NTT DATA Business Solutions
Jason Facer | November 13, 2024 | 4 Minutes

Why CFOs Must Guide Alignment Between Digital Transformation and Financial Stewardship

CFOs must play a key leadership role in digital transformation initiatives as companies ramp up technology investments. While it’s encouraging to see a renewed focus on technology, it’s also important to ensure that these investments are more than just a response to industry trends. They must be strategic, tied directly to business outcomes. Read on to discover some important considerations.

CFOs lead alignment of financial stewardship with digital transformation

Why CFOs Must Guide Alignment Between Digital Transformation and Financial Stewardship

It’s no secret that CFOs often find themselves at the intersection of innovation and financial stewardship. The pressure to invest in technology is higher than ever, but so is the demand to demonstrate a clear return on those investments. A recent report revealed that 65% of CFOs are under significant pressure to deliver ROI on tech investments—an all-too-familiar challenge. With tech spending reaching a two-year high, it’s clear that companies are ramping up their digital investments. But the real question is: how do you ensure these investments fuel sustainable growth?

Answering that question requires CFOs to play a key leadership role in driving business transformation. That’s because every company will be different when you start looking at short-term and long-term gains. For example, a private equity firm may be more interested in seeing ROI within a year, but a family-owned business might be more interested in larger gains that can be achieved within three to five years. Ultimately, you have to decide how fast your ROI should happen and why, with a particular emphasis on ‘why.’

Align Tech Spend with Strategic Goals

Recent tech spending shows that companies are placing big bets on innovation. While it’s encouraging to see the renewed focus on technology, it’s also important to ensure that these investments are more than just a response to industry trends. They must be strategic, tied directly to business outcomes.

At NTT DATA Business Solutions, we would never recommend looking at technology for the sake of just keeping up. We help you evaluate each investment through the lens of how it supports your long-term goals. Whether it’s improving operational efficiency, enhancing your capabilities and customer experience, or enabling new revenue streams, the focus remains on clear, measurable outcomes. Any technology investment should be a means to an end—not the end itself.

Prioritize ROI, But Take a Long-Term View

CFOs are constantly asked to show ROI, especially in the face of rising tech investments. But ROI isn’t always immediate, and it shouldn’t be the sole measure of success. Some of the most transformative technologies—like artificial intelligence or cloud-based infrastructure—may take time to fully pay off. You need to balance short-term cost control with long-term strategic benefits.

To do this, it’s essential to have a robust financial framework for evaluating tech investments. Are you improving operational efficiency? Are you enhancing decision-making with better data? Are you driving revenue growth? By tying these outcomes to clear financial metrics, you can demonstrate the value of technology initiatives over time.

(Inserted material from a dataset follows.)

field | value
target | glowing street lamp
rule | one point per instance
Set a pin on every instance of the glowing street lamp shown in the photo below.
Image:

Lead Transformation, Don’t Just Support It

You are not just a gatekeeper of financial performance. You have a critical role to play in shaping the future of your organizations, especially as technology becomes a core driver of competitive advantage.

Moreover, successful business transformations happen when financial strategies align with technology and operational goals. It’s not just about approving budgets. It’s about leading from the front—ensuring that technology decisions are made with the long-term financial health of the company in mind. Collaboration with other C-suite leaders, especially the CIO and COO, is also important. Together, you can create a holistic strategy that harmonizes innovation and profitability.

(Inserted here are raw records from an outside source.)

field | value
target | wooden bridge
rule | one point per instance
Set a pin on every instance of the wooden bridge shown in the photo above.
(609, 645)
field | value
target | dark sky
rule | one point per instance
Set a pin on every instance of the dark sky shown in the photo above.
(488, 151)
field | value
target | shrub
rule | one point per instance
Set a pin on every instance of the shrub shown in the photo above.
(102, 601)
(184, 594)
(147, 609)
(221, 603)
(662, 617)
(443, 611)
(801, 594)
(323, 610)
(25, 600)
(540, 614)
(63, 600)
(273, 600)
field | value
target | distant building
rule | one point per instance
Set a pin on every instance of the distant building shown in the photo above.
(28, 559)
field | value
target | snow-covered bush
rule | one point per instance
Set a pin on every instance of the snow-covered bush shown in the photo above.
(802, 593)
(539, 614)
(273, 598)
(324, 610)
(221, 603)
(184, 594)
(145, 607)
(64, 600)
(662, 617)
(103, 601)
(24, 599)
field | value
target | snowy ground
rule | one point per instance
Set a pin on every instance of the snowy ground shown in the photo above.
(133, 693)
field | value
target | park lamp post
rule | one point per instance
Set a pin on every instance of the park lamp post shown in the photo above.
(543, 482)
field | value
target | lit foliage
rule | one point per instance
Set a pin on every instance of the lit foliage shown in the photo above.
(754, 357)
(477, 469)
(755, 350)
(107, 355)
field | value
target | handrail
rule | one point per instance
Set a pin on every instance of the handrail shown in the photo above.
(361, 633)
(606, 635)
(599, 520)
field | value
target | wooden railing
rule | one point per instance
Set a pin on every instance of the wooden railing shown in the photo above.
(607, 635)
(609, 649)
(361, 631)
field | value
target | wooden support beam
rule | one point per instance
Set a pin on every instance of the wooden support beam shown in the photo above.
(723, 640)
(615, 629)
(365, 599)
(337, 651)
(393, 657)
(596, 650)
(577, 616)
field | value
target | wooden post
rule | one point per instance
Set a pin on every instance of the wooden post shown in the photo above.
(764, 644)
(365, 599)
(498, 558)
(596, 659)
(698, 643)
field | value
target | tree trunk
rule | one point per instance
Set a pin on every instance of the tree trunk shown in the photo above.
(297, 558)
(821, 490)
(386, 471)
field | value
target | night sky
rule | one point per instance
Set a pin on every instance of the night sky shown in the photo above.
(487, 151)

Take a Proactive Role in Risk Management

With every technology investment comes risk—whether it’s related to cybersecurity, integration challenges, or the overall financial health of the organization. And taking a proactive role in managing these risks is certainly part of the job. This means being involved early in the decision-making process, ensuring that the financial and operational risks are understood and mitigated.

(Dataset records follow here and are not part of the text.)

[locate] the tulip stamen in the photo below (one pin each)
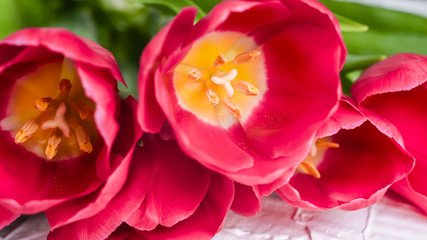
(61, 114)
(309, 168)
(53, 144)
(194, 75)
(83, 139)
(220, 60)
(315, 156)
(246, 88)
(58, 121)
(43, 103)
(233, 108)
(225, 81)
(212, 97)
(27, 131)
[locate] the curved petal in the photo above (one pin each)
(192, 134)
(294, 100)
(245, 201)
(354, 175)
(119, 208)
(164, 43)
(179, 185)
(89, 205)
(68, 44)
(208, 218)
(6, 217)
(400, 72)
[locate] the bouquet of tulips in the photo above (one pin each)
(320, 102)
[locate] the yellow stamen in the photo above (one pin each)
(220, 60)
(83, 139)
(212, 96)
(246, 88)
(59, 121)
(233, 108)
(53, 144)
(43, 103)
(308, 168)
(322, 143)
(194, 75)
(246, 57)
(27, 131)
(224, 80)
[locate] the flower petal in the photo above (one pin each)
(164, 43)
(180, 184)
(208, 218)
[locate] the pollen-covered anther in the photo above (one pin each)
(58, 121)
(42, 103)
(308, 168)
(220, 60)
(233, 108)
(213, 98)
(27, 131)
(83, 139)
(194, 75)
(84, 111)
(224, 80)
(246, 88)
(246, 57)
(53, 144)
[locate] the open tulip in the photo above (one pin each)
(59, 109)
(350, 166)
(246, 87)
(394, 90)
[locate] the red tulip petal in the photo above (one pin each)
(208, 218)
(89, 205)
(119, 208)
(245, 202)
(180, 184)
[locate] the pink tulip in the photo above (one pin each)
(350, 166)
(166, 196)
(61, 145)
(244, 89)
(393, 91)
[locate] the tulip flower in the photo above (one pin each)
(61, 147)
(245, 88)
(167, 196)
(350, 166)
(393, 91)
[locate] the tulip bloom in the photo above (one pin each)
(246, 87)
(166, 196)
(59, 132)
(350, 165)
(394, 90)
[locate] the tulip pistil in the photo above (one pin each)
(60, 117)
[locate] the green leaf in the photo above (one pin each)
(390, 32)
(348, 25)
(9, 18)
(175, 5)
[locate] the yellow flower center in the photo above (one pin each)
(53, 122)
(315, 156)
(222, 78)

Aligning strategy and risk tolerance can not only help you prevent contradictory decisions or unnecessary risks, it can also ensure that you don’t hinder growth by being overly cautious. At the same time, this collaborative teamwork helps you develop a scope, project plan and agile team that can better keep abreast of the evolving landscape of technology and regulatory changes, as well as minimize any surprises that come up due to market shifts or anything else.

The Path Forward: Driving Value through Leadership

While the surge in tech spending is a clear signal that companies are betting on digital transformation to drive growth, company leadership needs to ensure that these investments are not just big bets, but smart ones—investments that deliver real, long-term value to businesses and shareholders.

As you continue to push for ROI, it’s also important to recognize that the journey toward digital transformation is a marathon, not a sprint. As leaders, it’s your responsibility to guide your companies through this transformation, ensuring that every dollar spent on technology supports your broader goals of growth, innovation, and sustainability.

Closing Thought

As the CFO role continues to evolve, there are more opportunities to shape the future of your organization. By leading with a balanced approach to technology investment—focused on both short-term ROI and long-term growth—you can help drive successful transformations that create lasting value.